実測で見えたガウディデザイン バルセロナの陽光に魅せられて 最もガウディに近づいた建築家、田中裕也が綴る

蛇行、螺旋、そして動を表現

カサ・ミラの階段の実測では、さらに蛇行しているので手こずった。つまり円形パティオと楕円パティオでの階段というのは第2計画案であったことを理解した。
通常の螺旋状の階段ではなく蛇行した螺旋状の階段であった。しかもその蛇行に幾何学性があるのかと思えるほどまるで蛇のようにくねっている。

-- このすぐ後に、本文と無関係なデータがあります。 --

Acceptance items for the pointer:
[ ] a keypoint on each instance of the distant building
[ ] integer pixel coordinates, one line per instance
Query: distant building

そこでどんな理由でそんな螺旋状の階段にする必要があったのかとガウディコードの紐解きをはじめた。
故バセゴダ教授の説明だと、第一計画案は車で最上階に上がれるようなスロープで計画していたと言うのだ。確かに地下階の駐車場に降りるためのスロープは馬車を考えていたようだ。当時バルセロナで最初のロールスロイスを所有していたフェレール氏がそのカサ・ミラの借家人として車を地下の車庫に納めるのに、どうしても斜路にあった柱が一本邪魔になることから、柱を削除する為にファサードの構造計算をし直したというエピソードまであるほどである。
つまり車が利用する斜路を当時から計画に入れえていたことは洞察もできる。パティオの面積からすると少々狭いことから、無理が生じて螺旋状の蛇行階段に計画変更したというのが計画経緯となることが見えて来た。
第二計画案も最終的には2階への階段室となっているだけで、最上階へのアクセスはそのパティオに階段の替わりにエレベータ-が設置され、最上階への階段は、境界壁側の小さな通気用のパティオ側に移動させている。
それでも若干、うねりのある階段の余韻を残している。それに合わせて手すりもうねっているが腰壁の仕上げもまたそれに同調するかのようにうねっているのである。
私はこの階段を実測する時に蹴上げと踏面の実測をしながら写真も撮った。任意の曲線にしたがいながらその階段幅に従って手摺部分も波打っている。どうして階段までが波打つ必要性があるのか、又ここでガウディコードの紐解きが増えた。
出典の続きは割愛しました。